Un reato relativo a opinioni irrispettose, non a disastri

La mia proposta non prevede di aggiungere al diritto dell’ambiente un ennesimo reato a prevenzione di disastri o danni ambientali. Il reato che ho in mente non mira a punire chi provoca il disastro, bensì chi nega pubblicamente certi fatti, cioè il nesso causale statistico fra emissioni di gas serra provocate da attività umane, cambiamento climatico ed effetti pericolosi di quest’ultimo. In questo senso, non mi pare che Giovanni Orsina, che ne ha scritto su La Stampa, possa essere considerato un negazionista. Orsina non nega i dati della scienza, semmai considera le difficoltà di comunicarli con efficacia.

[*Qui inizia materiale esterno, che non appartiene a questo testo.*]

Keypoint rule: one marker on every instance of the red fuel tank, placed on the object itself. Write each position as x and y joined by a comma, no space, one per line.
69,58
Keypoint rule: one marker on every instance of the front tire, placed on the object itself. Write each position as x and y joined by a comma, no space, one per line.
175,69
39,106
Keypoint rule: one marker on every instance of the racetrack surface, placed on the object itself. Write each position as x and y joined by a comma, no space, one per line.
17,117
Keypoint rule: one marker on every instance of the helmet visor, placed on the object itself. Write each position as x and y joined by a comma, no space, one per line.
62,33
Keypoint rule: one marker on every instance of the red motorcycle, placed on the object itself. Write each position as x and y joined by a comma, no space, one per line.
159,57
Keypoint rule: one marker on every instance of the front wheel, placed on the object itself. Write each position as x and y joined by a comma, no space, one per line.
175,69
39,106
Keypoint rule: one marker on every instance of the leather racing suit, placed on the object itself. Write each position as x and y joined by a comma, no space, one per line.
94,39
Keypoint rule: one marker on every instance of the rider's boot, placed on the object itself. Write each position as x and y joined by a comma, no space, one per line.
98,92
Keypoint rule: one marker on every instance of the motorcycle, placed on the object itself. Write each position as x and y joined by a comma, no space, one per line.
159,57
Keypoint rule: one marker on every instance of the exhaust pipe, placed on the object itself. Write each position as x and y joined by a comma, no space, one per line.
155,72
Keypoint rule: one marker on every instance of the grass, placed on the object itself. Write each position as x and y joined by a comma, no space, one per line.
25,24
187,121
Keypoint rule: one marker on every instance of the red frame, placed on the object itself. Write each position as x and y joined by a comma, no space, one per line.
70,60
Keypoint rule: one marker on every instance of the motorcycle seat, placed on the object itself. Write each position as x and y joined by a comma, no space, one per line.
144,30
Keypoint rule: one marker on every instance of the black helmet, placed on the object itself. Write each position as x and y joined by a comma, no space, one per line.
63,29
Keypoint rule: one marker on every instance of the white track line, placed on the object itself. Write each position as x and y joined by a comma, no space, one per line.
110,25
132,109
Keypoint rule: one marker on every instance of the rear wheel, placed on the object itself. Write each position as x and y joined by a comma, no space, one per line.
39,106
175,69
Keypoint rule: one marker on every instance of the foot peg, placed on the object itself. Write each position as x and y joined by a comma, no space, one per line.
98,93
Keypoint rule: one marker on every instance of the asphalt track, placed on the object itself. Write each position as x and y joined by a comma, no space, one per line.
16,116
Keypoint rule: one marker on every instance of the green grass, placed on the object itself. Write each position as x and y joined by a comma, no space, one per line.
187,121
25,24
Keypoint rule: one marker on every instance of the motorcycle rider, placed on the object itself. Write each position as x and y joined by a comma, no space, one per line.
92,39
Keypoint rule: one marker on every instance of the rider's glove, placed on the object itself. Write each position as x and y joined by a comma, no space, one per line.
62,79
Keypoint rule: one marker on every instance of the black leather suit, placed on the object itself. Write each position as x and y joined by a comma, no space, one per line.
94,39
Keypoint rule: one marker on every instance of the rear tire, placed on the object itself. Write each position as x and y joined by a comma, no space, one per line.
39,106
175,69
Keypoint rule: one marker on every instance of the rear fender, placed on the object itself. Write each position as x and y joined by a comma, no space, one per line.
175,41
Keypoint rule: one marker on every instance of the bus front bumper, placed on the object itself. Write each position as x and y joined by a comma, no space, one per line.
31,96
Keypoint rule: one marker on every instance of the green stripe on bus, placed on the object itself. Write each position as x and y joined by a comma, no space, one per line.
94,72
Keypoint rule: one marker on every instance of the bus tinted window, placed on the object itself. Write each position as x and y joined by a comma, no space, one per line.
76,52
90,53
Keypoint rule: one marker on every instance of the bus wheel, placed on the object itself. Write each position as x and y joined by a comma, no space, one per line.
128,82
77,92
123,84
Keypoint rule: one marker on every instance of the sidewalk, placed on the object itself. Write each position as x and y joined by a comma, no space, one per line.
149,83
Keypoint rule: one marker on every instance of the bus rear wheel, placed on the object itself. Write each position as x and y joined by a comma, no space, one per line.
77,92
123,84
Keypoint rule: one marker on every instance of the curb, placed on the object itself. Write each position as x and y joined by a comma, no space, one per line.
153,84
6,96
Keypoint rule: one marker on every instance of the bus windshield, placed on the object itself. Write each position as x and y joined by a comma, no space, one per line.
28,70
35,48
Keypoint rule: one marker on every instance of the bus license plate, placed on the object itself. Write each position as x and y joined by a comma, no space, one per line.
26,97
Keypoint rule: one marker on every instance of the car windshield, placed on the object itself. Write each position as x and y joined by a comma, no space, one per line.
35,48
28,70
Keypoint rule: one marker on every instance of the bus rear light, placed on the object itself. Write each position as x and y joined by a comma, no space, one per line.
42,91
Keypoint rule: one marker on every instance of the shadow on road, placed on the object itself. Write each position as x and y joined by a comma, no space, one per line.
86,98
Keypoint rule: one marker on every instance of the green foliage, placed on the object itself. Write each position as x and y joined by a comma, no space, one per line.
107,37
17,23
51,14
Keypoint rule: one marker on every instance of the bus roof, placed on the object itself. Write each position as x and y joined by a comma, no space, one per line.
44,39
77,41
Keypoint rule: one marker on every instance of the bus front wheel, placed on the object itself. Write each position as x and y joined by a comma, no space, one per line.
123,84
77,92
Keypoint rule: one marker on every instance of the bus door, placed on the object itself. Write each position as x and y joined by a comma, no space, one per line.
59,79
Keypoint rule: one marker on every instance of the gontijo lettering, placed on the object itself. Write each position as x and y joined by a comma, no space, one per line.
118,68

La ragione per istituire il reato è che negare questi fatti (soprattutto quando si ha un ruolo pubblico) offende le vittime del cambiamento climatico e rallenta la decisione di realizzare migliori politiche. Quando ho illustrato la mia tesi non ho indicato quali sarebbero, secondo me. Non ho mai manifestato sostegno per la decrescita felice, né lì né altrove. Molte politiche di contenimento climatico passano per nuovi mercati basati su strumenti di finanza ed energie rinnovabili. Un mercato di obbligazioni a lungo termine a sostegno di investimenti sulle rinnovabili, come quello proposto da John Broome e Duncan Foley, non è decrescita, in nessun senso.

Il consenso nella scienza del cambiamento climatico

Si può contestare l’analogia tra fatti storici relativi all’Olocausto e conclusioni della scienza, dicendo che la scienza va sempre criticata perché dev’essere falsificabile (come voleva Popper) e i paradigmi scientifici cambiano (come diceva Kuhn). Ma secondo le ultime rassegne delle pubblicazioni scientifiche su questo tema (quella di John Cook e altri autori del 2013, quella di Mark Lynas e altri autori del 2021), la percentuale di articoli scientifici a favore delle cause antropogeniche del cambiamento climatico oscilla fra il 97 e il 99%. Tra il 2012 e il 2020, in un database di più di 88000 pubblicazioni ci sono solo 28 articoli scettici. Anche il più sfegatato popperiano converrebbe che la scienza del clima non è stata ancora falsificata, non ci sono molte probabilità che lo sia e ha subito un numero enorme di tentativi di falsificazione. Anche il più ardito dei kuhniani si stupirebbe della persistenza di questo paradigma. Il compianto Bruno Latour, mai tenero con gli scienziati, ha passato gli ultimi anni della sua vita ad argomentare contro i negazionisti.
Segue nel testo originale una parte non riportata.